Sharing is Not Always Caring: Delving Into Personal Data Transfer Compliance in Android Apps

Published in IEEE Access, Volume 12 (2024), 2024

Abstract

This paper presents a fully automated method to identify and assess personal data transfers in Android apps and evaluate their disclosure according to GDPR transparency requirements. The method combines dynamic analysis with large language models to determine whether recipient organizations are properly identified in apps’ privacy policies.
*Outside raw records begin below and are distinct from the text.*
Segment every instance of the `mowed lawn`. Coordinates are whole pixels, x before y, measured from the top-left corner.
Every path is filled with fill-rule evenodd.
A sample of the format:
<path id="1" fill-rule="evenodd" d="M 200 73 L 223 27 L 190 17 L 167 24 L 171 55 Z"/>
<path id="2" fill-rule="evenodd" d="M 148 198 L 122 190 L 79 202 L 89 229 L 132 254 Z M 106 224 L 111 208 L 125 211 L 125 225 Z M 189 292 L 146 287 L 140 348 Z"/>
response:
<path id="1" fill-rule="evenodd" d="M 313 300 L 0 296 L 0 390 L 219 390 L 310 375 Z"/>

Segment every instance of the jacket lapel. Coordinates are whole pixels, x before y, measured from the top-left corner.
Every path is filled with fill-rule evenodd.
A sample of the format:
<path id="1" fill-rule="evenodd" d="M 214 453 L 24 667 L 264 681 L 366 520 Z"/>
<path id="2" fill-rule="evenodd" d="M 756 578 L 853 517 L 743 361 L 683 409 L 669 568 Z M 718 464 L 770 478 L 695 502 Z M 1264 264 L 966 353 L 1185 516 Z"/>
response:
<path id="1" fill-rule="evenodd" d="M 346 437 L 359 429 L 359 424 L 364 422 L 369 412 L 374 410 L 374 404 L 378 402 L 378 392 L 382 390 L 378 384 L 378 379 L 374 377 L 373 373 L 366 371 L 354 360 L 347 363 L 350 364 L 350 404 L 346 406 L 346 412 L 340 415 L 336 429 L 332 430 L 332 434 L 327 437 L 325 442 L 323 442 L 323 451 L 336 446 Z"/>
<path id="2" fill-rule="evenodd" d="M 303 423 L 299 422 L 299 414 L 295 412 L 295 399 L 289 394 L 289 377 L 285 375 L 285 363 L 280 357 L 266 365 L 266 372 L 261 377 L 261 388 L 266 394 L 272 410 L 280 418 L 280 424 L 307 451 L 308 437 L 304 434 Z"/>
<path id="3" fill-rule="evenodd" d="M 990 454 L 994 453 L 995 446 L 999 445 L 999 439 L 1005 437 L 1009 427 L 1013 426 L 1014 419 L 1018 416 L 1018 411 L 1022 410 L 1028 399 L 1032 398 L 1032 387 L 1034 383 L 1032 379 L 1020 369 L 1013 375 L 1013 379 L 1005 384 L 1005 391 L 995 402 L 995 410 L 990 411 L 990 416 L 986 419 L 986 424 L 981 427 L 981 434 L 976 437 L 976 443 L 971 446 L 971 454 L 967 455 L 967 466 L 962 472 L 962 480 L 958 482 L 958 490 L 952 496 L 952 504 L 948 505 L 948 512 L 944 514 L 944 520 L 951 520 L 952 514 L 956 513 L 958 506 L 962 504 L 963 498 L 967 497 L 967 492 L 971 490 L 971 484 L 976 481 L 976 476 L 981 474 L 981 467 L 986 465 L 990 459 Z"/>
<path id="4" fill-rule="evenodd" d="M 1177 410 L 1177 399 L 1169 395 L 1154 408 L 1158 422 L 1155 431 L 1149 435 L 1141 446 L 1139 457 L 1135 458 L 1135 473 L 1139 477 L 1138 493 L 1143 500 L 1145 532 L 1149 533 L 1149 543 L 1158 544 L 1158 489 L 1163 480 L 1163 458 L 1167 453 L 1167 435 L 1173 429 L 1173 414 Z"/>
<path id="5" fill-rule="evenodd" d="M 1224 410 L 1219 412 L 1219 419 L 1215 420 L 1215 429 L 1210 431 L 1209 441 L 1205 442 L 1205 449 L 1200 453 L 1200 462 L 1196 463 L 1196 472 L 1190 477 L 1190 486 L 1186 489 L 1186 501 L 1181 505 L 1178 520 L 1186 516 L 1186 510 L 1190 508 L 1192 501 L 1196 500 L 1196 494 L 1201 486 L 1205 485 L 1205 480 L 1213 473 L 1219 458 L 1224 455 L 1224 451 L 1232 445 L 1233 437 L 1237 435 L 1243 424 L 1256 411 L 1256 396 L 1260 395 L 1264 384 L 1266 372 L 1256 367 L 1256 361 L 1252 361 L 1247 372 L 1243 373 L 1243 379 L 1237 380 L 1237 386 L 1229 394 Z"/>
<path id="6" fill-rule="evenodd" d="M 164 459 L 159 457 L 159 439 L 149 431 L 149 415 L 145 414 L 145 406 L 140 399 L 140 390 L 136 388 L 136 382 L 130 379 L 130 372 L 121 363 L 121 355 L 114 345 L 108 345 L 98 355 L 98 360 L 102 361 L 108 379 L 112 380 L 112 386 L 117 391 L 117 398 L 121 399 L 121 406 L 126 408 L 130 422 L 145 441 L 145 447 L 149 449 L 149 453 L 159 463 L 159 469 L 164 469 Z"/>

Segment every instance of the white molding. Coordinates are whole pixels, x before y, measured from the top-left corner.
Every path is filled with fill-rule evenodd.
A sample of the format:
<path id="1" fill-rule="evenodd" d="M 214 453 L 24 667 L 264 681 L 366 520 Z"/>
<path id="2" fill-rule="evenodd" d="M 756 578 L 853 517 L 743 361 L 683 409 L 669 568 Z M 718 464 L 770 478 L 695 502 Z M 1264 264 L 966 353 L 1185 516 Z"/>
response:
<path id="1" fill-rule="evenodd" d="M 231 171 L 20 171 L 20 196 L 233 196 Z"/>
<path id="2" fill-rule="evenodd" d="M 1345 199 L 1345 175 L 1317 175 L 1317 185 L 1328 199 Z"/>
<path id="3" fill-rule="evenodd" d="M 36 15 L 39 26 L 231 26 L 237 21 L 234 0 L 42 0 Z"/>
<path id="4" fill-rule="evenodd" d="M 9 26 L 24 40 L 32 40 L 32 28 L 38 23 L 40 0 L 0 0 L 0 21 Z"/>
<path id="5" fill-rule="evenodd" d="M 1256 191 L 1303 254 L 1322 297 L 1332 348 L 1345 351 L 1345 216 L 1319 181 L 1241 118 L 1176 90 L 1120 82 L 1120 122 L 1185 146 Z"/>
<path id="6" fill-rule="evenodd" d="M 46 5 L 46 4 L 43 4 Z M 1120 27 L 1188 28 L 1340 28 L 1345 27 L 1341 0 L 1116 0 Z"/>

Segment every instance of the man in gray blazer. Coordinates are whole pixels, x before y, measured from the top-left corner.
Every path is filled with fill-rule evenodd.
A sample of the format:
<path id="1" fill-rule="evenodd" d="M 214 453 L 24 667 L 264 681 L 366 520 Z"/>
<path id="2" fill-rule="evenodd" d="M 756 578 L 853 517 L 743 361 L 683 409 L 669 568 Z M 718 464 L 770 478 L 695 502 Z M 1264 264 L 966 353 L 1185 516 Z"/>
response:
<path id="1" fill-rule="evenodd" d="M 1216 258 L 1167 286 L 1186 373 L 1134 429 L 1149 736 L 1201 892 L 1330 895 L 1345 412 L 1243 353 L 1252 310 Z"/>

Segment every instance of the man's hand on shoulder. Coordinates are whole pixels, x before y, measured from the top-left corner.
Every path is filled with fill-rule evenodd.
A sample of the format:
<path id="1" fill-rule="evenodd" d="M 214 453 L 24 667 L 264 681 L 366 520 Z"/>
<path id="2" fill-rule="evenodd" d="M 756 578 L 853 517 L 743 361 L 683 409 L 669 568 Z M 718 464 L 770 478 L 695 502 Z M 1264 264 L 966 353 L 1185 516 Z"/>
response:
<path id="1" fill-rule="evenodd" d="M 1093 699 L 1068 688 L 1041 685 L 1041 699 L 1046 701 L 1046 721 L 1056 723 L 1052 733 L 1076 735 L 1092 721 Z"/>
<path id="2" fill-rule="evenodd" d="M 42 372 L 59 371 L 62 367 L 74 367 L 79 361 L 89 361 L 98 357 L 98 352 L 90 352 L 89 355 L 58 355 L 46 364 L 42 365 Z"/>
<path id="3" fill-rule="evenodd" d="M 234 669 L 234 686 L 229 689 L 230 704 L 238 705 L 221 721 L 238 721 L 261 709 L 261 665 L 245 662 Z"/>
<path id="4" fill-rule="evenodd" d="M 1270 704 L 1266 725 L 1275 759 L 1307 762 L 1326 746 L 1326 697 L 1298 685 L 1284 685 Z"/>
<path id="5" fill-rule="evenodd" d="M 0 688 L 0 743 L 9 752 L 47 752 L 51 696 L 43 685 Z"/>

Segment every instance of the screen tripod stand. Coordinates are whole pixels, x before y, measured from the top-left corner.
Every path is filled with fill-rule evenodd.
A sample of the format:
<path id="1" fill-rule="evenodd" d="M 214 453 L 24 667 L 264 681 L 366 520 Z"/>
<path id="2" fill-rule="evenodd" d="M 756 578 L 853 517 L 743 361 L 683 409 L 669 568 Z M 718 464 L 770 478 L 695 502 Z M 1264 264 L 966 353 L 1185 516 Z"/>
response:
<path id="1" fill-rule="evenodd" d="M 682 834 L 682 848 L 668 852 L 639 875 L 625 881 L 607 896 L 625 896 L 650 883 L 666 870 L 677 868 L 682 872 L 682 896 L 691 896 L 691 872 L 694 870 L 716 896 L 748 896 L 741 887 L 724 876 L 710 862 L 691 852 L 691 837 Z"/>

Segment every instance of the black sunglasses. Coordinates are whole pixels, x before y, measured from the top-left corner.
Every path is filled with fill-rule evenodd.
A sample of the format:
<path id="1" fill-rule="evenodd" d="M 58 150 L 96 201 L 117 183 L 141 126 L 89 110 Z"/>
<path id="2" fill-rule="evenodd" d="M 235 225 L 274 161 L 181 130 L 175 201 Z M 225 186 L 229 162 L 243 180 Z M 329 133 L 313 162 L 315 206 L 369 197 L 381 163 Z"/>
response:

Applied to a dataset of 9,000 Android apps, the method revealed that over 80% of apps transferring personal data to third parties fail to disclose the recipients as required by GDPR. The analysis also showed that third-party libraries, such as those from Google, Meta, and Unity, are responsible for nearly 74% of undisclosed data transfers. The study discusses the implications for developers, regulators, and users, and provides recommendations to improve transparency.

Key Findings

  • ✅ 81.12% of apps sharing personal data failed to transparently disclose recipients of personal data transfers.
  • 📱 The analysis was performed over 9,000 apps from the Google Play Store.
  • 🧰 Third-party libraries (e.g., Google Mobile Services, Unity Ads, Facebook SDK) were responsible for nearly three-quarters of the undisclosed data transfers.
  • 🧠 The method leverages GPT-based analysis to identify data controllers and recipients.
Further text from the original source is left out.